List of compoundable offences
- Offences having the penalty of fine only – Entertained by NCLT, RD, or any other officer authorized by the CG
- Offences having the penalty of, imprisonment or fine both- Entertained by NCLT, RD, or any other officer authorized by the CG by the permission of special court.
List of Non Compoundable offence –
- Offences having the penalty of only Imprisonment
- Offences having the penalty of fine and imprisonment
Procedure of Compounding
Step 1: Company will call the board meeting by following the procedure of companies act 2013 and SS-1 wherein the amount of penalty as per the provisions of act will be decided and resolution shall be passed for the compounding of an offence. The application for the compounding of an offence shall be given to the registrar.

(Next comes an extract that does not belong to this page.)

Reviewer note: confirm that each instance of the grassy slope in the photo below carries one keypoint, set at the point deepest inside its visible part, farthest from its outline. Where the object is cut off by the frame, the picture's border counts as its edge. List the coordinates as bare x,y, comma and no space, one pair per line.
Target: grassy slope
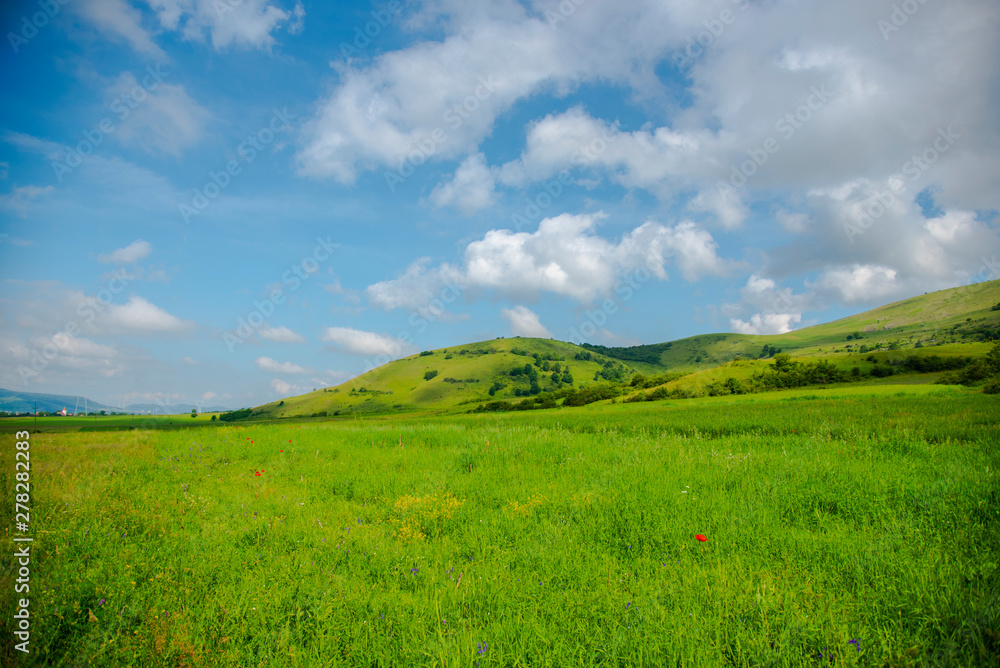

Step 2: Registrar shall forward the application along with his comment to the NCLT or the Regional director or any other officer authorized by the CG. Application for compounding shall be given in e-Form GNL-1 along with the fee of Rs. 10000.
Step 3: Hearing will be done by the Regional Director/ NCLT and that can be attended by the director, secretary or officer of the company or by the authorized representative of CA, CS, CMA.
Step 4: Regional Director/ NCLT shall compound the offence by giving company or Officers- in- default an opportunity of being heard.
Documents required for Compounding
- Copy of Board Resolution passed by the Company in its Board meeting by following the provisions of Sec 173 of the Companies Act, 2013.
- Application for Compounding given by the company to the Registrar.
- E- form GNL- 1.
Case Laws relating to Compounding
In case of M/S Reflexis System India Pvt. Ltd dated 10.08.2017
In the above case it was held that Company conducted its AGM on 21st October 2016, and violated the provisions of Sec 96 and was liable for penalty under Sec (99) of the Companies Act, 2013.
Reason for delay- As per the provision of Sec (96), Company is required to conduct its AGM Of F.Y. till 30th September. Therefore in the above case, Company was required to conduct its AGM of F.Y. 2015-16 till 30th September 2016, but it conducted its AGM on 21st October 2016. Therefore it was regarded as violation of law and Company made an application to the registrar for compounding of such offence. Company secretary Mr. Dinesh Joshi explain the reason for such an offence stating that statutory auditor resigned on 10th March 2016 and new Statutory Auditor was appointed on 25th April and the Audit report was prepared thereafter and immediately after the finalisation of accounts steps were taken to convene AGM.
In the Case of Inter Equipment India (Pvt) Ltd
In the above case It was mentioned that Inter Equipment India (Pvt) Ltd had violated the provisions of Sec 96 by not holding AGM from 2008-2015 but it made the default good By Conduction AGM of 2008- 2015 on 14th June 2016. of Companies Act 2013 and therefore it was liable for penal provisions under Sec (99) of Companies act, 2013.
Reason for delay- Mr. kartik Soma Sundaram stated that there was dispute between the members of company and the case regarding dispute was pending in high court and therefore Company could not file the return within the required time.
On the Examination the Court held that a fine of Rs.5000/- by the applicant company and a fine of Rs.2500/- by each director shall be sufficient restraint to prevent that company from committing the offnce again.